Ma Karl riteneva che non fosse prudente lasciarla andare. Le dava bensì modo di camminare a suo piacimento, ma le stava dietro e non la mollava. Era anche così facile abbracciarla, con quel suo vestito stretto.
«Mi lasci», sussurrò lei, col viso acceso vicinissimo a quello di Karl; lui doveva fare uno sforzo per vederla, tanto gli era vicina. «Mi lasci, le farò un bel regalo.»
«Perché sospira così», pensava Karl, «è impossibile che senta dolore, non la stringo mica», e non la lasciava andare.
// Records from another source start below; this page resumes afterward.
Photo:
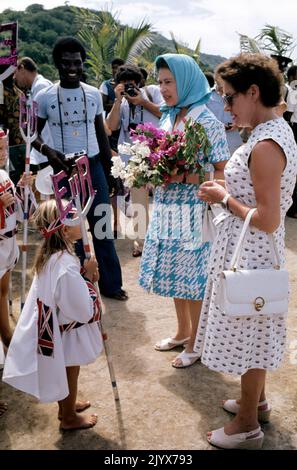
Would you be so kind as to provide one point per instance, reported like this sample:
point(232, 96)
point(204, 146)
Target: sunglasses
point(228, 99)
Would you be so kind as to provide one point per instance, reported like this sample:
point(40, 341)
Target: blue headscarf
point(191, 84)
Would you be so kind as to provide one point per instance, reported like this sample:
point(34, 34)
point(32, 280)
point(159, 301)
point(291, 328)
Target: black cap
point(282, 61)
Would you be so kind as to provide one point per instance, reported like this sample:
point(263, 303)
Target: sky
point(216, 22)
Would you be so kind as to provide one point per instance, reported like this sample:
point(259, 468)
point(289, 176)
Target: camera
point(71, 156)
point(130, 89)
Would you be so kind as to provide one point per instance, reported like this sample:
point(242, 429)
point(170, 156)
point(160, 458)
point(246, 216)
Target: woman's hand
point(119, 91)
point(26, 180)
point(7, 199)
point(211, 192)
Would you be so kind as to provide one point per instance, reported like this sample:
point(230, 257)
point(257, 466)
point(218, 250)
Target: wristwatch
point(224, 201)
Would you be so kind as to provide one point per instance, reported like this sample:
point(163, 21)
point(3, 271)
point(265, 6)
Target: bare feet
point(79, 407)
point(3, 407)
point(237, 425)
point(78, 422)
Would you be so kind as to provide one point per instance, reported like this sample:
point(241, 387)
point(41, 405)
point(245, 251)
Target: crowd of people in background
point(250, 119)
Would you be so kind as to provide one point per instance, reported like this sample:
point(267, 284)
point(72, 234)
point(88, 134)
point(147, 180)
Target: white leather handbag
point(250, 292)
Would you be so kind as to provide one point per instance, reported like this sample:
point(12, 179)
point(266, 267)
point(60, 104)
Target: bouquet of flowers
point(157, 156)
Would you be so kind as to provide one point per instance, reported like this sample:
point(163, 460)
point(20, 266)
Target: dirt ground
point(160, 407)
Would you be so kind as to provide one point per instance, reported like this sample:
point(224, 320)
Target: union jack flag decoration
point(96, 302)
point(45, 330)
point(4, 213)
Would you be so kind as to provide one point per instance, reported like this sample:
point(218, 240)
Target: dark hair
point(117, 61)
point(67, 44)
point(210, 78)
point(143, 73)
point(161, 64)
point(28, 64)
point(292, 71)
point(128, 72)
point(248, 69)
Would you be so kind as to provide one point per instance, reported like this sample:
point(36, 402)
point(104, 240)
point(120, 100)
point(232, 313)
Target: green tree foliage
point(102, 33)
point(106, 38)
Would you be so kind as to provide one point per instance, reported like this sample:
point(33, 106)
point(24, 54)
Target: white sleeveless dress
point(235, 345)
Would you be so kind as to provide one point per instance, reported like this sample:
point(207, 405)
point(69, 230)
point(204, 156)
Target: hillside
point(39, 28)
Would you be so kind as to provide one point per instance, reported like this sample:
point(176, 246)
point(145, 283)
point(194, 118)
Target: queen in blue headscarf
point(174, 259)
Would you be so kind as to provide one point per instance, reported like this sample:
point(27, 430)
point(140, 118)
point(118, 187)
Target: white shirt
point(36, 157)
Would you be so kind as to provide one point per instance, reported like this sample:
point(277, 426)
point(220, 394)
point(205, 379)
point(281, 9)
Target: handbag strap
point(236, 254)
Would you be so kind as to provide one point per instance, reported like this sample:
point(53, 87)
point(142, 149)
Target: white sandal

Ma improvvisamente, dopo esser rimasto un istante in silenzio, distratto, sentì di nuovo contro il proprio corpo crescer la forza di lei, e già lei gli era sfuggita, lo afferrava con una presa alta ben calcolata, gli allontanava le gambe con colpi di piede secondo una tecnica di lotta che lui non conosceva e lo spingeva davanti a sé contro la parete, prendendo fiato con magnifica regolarità. Ma lì c'era un canapè sul quale depose Karl dicendogli, senza chinarsi troppo su di lui: «Adesso muoviti, se sei capace».
«Gatta, gatta furiosa», riuscì appena a gridare Karl, nel miscuglio di rabbia e vergogna in cui era piombato. «Sei impazzita, gatta furiosa!»
«Bada alle parole», disse lei, e fece scivolare una mano sul suo collo e cominciò a stringere con tanta forza che Karl non poteva far altro che cercar di respirare, mentre lei avvicinava l'altra mano alla guancia di lui e la toccava come per prender la misura, e poi la riportava in alto, ancora e ancora, e a ogni istante poteva lasciarla ricadere in uno schiaffo.
«Che succederebbe», domandava intanto, «se per punirti di come ti sei comportato con una signora ti rimandassi a casa con un bello schiaffo? Forse ti servirebbe per il futuro, anche se non sarebbe un bel ricordo. Mi spiace per te, e sei anche un ragazzo abbastanza carino, e se avessi imparato il JiuJitsu probabilmente me le avresti date di santa ragione. Eppure, eppure — provo una tentazione addirittura colossale di prenderti a schiaffi, sdraiato come sei adesso. Probabilmente me ne pentirei; ma se dovessi farlo, sappi che lo avrò fatto quasi contro la mia volontà. E allora naturalmente non mi contenterò di uno schiaffo solo, ma ti colpirò a destra e a sinistra sino a farti gonfiare le guance. E forse tu sei un uomo d'onore — quasi lo credo — e dopo questi schiaffi non vorrai continuare a vivere e ti ucciderai. Ma perché ti sei comportato così? Forse non ti piaccio? Non vai la pena di venire in camera mia? Attento! Adesso c'è mancato poco che d'improvviso non ti mollassi uno schiaffo. Però, anche se oggi riesci a cavartela, in futuro comportati con più garbo. Non sono mica tuo zio, col quale puoi fare i capricci. Del resto voglio anche avvertirti che, se ti lascio andare senza schiaffeggiarti, non devi credere che trovarti come ti trovi ora ed essere stato davvero schiaffeggiato siano la stessa cosa, dal punto di vista dell'onore. Se tu lo credessi, preferirei schiaffeggiarti davvero. Che cosa dirà Mack quando glielo racconterò?» Al ricordo di Mack lasciò libero Karl e questi, nella confusione dei suoi pensieri, vide Mack come un liberatore. Sentì ancora per un attimo la mano di Klara sul collo, per cui si voltò lievemente e poi restò immobile.
Lei gli disse di alzarsi, ma lui non rispose né si mosse. Klara da qualche parte accese una candela, la stanza si illuminò e sul soffitto apparve una decorazione azzurra a zig zag, ma Karl restava col capo sul cuscino del sofà come Klara lo aveva deposto, e non lo mosse di un dito.